Angela was over 30 before she began to publish with The Fortunes of Phillipa based on her mother’s experiences of boarding school. She went on to write 47 other school stories which brought her wealth and fame. She is credited with inventing the girls’ school genre although that is not strictly true. What she had though was determination and a prolific output.
Her best works are considered to be ‘ A Fourth Form Friendship’, A Pair of Schoolgirls’, ‘The Youngest Girl in the Fifth’ and ‘For the Sake of the School’. A typical synopsis of her work can be summed by ‘The Head Girl at the Gables’ published in 1919.
"Lorraine wasn’t head girl material – at least that’s how all the girls at The Gables felt. She was too quiet and withdrawn. But Miss Kingsley, the headmistress thought differently. So Lorraine was appointed and her hard struggle to win over the girls begins. She organizes a School Show, finds a new ally in the artistic Claudia and takes command in a surprisingly effective way. And woven into her school life is her newly discovered talent for painting – which leads to her the unmasking of a dangerous spy ring!"

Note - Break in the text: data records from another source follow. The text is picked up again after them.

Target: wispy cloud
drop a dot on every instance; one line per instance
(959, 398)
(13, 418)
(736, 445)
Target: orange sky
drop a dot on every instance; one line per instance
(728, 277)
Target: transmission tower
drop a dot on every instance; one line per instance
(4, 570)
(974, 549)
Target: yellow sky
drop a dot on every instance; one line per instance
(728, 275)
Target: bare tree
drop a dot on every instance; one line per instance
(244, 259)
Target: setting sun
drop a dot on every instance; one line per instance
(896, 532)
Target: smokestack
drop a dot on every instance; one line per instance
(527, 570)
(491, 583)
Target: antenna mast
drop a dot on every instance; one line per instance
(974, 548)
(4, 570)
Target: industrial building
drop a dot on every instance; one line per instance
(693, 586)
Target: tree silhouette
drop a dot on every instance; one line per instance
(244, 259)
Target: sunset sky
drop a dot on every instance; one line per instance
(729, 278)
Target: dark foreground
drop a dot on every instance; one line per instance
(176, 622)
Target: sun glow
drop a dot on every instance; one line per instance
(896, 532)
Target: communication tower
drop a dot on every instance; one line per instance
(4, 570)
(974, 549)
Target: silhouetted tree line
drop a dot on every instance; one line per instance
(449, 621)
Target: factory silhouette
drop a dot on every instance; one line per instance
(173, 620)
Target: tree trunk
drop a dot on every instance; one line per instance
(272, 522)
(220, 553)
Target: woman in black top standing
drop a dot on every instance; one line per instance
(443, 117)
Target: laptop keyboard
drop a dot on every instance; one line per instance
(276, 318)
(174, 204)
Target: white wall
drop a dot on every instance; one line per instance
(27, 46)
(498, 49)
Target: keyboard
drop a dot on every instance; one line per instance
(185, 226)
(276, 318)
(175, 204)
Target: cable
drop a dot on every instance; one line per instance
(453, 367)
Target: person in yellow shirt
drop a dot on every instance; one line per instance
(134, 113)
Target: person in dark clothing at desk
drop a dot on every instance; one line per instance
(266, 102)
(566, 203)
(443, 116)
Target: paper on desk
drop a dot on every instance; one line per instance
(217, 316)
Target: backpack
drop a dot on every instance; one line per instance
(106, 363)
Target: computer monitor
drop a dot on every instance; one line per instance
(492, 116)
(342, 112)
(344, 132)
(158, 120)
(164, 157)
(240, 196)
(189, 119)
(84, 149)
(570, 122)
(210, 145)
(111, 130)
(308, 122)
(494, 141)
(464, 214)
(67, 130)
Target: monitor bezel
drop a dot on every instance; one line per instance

Another original aspect of her publications are the covers which are colour and striking in their perception of girls having a life other than the stereotypical limp heroines of previous books for children. They are camping, trekking, adventurous, playing sport – not at all what the 1900’s had been used to being seen. No wonder they were such a spectacular hit with the young girls of the day. I’m not certain but I think that a copy of these early editions in good condition can fetch a decent price in the collector’s market.
One of the oddest things about Angela Brazil’s books is that at one time they were considered dangerous for young girls by Headmistresses with their slangy words like ‘ripping’ and ‘blossomy’. Unbelievably they were burnt to prevent them being read.
Other writers of childrens stories of the time nowadays attract adult enthusiasts but, it seems, that Brazil does not, possibly because she did not create stylish plots and characters ( according to Hilary Clare ) but when Brazil died in 1947 she had had an enormously successful career.
So that’s a brief summary of the books and life of Angela Brazil born in Broadgate.